Former Newsweek journalist Robert Parry also writes in his website Consortium News that this witness is only a swindler paid by Syria’s adversaries. He adds that it is strange that the Mehlis Commission did not question anymore the trajectory of the truck that carried the bomb and which was later identified as a vehicle stolen in Japan. Why don’t the investigators ask more about the contradictions among the testimonies that accuse Syria?

As to the Arab editorialists, they do not even comment about the reliability of the report anymore. They consider it a document made to order that intends to justify sanctions or an aggression against Syria.
For Egyptian writer Abdellah Assanaoui, in Arabrenewal, the Mehlis report is only the prelude of a condemnation of Syria and sanctions that aim at a change of regime. It has all been planned with that in mind, from the selection of the witnesses to the information leaking to the press. The editor in chief of Alquds al-Arabi , Abdel Bari Atouan, does not give any credit to the report but finds it instructive in three aspects. By not citing the late Interior Ministry, Ghazi Kanan, it can be inferred that his suicide is not related to the publication of the document. The editorialist believes that the minister was killed as he was preparing to cooperate with the United States. The second aspect is that all communications of Arab leaders are recorded and analyzed. The third aspect is the strategic interest of incriminating the Palestinians for future operations. Anyway, he thinks that Syria wins nothing by giving in to the pressure, as, no matter what it does, it will not change the situation.
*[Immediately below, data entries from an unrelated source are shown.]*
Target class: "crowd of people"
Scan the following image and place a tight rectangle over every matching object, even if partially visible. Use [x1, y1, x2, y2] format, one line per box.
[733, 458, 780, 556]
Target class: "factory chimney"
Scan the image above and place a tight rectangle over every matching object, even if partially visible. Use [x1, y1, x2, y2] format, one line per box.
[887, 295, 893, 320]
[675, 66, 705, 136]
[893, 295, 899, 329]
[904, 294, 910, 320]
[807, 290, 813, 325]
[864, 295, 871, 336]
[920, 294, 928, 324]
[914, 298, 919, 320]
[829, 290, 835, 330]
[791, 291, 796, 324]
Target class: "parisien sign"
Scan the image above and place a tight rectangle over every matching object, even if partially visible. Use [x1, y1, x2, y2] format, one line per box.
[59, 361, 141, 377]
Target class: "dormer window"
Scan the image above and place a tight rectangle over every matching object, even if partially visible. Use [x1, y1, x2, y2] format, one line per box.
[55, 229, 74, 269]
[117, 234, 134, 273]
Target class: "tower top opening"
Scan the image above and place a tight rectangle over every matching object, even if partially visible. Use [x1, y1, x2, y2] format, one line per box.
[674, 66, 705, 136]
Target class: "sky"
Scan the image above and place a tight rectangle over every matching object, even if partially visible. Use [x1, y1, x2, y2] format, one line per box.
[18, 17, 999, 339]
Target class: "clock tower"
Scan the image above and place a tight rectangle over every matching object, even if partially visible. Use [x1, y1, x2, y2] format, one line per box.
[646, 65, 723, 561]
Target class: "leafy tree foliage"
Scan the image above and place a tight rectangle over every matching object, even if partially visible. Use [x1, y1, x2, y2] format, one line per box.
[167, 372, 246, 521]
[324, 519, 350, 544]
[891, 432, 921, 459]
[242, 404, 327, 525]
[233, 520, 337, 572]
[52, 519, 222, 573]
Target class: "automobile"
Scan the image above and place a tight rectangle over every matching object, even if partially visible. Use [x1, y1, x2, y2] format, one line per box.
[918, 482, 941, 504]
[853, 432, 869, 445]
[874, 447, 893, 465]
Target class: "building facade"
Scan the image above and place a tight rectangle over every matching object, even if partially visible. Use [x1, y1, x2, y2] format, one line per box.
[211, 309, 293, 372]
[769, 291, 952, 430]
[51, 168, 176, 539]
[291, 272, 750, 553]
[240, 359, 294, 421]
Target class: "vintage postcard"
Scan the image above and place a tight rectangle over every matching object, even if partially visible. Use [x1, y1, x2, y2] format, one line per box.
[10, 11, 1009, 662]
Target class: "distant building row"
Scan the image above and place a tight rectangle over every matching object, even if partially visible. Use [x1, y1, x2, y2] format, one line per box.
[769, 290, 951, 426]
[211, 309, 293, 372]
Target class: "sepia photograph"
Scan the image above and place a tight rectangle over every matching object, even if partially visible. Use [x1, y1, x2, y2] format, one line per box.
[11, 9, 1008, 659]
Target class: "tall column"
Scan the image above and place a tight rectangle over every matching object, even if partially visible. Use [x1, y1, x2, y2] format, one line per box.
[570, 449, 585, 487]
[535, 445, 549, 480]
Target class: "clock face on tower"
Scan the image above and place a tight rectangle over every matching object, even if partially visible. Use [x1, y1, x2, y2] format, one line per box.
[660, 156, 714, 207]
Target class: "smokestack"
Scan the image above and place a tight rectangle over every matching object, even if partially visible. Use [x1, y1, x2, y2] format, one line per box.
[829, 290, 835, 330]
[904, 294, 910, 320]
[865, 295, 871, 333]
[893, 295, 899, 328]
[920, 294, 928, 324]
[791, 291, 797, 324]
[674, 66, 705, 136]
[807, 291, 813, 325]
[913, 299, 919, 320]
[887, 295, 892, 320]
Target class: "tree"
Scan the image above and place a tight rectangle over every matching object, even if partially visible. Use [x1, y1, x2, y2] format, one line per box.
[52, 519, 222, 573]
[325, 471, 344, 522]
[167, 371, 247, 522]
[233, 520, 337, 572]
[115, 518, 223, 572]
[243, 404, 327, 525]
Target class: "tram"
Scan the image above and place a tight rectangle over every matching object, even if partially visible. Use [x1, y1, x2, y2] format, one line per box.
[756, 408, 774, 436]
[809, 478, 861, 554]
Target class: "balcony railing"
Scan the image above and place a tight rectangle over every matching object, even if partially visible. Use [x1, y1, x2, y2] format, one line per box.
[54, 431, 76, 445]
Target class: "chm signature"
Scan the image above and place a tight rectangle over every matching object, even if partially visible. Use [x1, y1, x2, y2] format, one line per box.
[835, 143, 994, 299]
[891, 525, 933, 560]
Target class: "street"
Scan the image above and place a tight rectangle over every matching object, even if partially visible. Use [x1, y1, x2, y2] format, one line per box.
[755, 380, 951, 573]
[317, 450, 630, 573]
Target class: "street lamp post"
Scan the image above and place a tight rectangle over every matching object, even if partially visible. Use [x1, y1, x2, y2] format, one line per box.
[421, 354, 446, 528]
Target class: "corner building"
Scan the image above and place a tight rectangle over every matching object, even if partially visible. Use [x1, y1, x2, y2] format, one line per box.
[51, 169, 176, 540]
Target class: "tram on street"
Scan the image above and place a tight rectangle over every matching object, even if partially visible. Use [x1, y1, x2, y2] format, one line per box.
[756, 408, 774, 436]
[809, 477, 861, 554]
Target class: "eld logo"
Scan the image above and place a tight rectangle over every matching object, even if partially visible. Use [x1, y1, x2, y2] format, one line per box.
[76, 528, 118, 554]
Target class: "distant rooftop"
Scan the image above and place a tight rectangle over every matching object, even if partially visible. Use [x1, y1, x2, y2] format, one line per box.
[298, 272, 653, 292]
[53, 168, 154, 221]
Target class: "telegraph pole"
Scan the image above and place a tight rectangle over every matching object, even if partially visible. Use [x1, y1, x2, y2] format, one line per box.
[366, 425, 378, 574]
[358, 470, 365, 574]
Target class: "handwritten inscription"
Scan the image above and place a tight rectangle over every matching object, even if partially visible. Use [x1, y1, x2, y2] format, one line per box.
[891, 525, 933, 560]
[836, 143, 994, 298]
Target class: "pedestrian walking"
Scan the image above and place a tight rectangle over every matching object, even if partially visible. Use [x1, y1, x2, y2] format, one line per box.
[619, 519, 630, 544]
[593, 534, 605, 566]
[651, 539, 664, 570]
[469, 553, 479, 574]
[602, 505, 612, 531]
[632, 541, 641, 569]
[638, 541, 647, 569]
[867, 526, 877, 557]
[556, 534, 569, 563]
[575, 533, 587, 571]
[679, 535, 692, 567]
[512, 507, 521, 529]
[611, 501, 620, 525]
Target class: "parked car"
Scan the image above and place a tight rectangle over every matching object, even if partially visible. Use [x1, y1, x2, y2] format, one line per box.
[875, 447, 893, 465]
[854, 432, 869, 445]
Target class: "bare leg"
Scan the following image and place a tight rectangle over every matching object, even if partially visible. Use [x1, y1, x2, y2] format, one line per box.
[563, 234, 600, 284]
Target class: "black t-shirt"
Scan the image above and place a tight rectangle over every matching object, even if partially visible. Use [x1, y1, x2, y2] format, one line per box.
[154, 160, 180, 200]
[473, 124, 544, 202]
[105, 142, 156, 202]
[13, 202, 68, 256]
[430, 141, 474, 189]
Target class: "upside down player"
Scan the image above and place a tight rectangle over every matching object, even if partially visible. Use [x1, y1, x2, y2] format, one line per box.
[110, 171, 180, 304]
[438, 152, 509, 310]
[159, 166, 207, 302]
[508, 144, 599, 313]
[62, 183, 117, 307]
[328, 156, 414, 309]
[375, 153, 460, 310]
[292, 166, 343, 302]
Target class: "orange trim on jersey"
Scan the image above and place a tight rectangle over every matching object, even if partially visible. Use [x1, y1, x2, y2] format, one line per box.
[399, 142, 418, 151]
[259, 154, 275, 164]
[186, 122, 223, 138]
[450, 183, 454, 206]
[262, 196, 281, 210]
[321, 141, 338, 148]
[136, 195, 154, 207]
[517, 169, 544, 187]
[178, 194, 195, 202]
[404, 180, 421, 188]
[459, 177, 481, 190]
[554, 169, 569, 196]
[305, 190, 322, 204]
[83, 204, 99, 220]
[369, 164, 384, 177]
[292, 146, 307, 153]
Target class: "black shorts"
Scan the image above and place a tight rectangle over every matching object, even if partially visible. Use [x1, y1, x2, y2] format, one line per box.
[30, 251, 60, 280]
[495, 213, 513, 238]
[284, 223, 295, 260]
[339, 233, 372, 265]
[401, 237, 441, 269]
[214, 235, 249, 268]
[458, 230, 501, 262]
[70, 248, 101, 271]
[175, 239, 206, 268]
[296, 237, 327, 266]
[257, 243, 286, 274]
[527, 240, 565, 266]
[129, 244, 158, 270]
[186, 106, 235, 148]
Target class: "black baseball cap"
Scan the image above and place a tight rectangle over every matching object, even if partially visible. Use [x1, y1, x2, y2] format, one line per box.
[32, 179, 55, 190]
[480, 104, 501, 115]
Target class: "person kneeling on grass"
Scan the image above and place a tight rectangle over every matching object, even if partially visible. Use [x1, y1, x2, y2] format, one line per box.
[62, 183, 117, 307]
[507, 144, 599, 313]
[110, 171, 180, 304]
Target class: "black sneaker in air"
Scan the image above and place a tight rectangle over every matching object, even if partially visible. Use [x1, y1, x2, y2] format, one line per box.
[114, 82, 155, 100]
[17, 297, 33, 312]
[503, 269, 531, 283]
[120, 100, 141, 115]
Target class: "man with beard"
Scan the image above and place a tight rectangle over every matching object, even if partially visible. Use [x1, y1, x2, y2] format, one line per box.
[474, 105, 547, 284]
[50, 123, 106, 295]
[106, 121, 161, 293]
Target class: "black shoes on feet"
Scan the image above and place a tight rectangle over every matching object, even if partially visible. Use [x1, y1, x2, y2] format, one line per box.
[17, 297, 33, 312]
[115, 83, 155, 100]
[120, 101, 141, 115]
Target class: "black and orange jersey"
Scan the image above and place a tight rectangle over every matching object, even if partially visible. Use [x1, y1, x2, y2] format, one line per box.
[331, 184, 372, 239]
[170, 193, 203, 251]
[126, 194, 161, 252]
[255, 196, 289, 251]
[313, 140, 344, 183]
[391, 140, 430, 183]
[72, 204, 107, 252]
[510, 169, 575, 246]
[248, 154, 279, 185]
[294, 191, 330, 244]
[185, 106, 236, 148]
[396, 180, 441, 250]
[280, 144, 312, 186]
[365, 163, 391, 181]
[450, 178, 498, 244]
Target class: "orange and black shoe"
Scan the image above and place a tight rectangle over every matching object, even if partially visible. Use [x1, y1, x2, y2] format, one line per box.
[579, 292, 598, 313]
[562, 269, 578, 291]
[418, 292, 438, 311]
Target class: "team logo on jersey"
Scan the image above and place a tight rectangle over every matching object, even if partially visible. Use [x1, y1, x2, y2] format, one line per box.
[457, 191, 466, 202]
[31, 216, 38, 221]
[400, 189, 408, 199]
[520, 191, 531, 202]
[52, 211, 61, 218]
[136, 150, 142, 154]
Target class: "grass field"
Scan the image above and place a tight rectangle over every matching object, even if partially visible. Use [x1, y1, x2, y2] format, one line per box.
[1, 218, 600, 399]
This offensive announced against Damascus worries the American left wing. In ZMag, the historians of the US social movement, Jeremy Brecher and Brendan Smith, are worried about the policy of their country towards Syria. In their opinion, the Bush administration wants to attack Syria or Iran to hide the problems in Iraq and they urge the world to do everything possible to prevent a new violation of international law and US constitutional principles.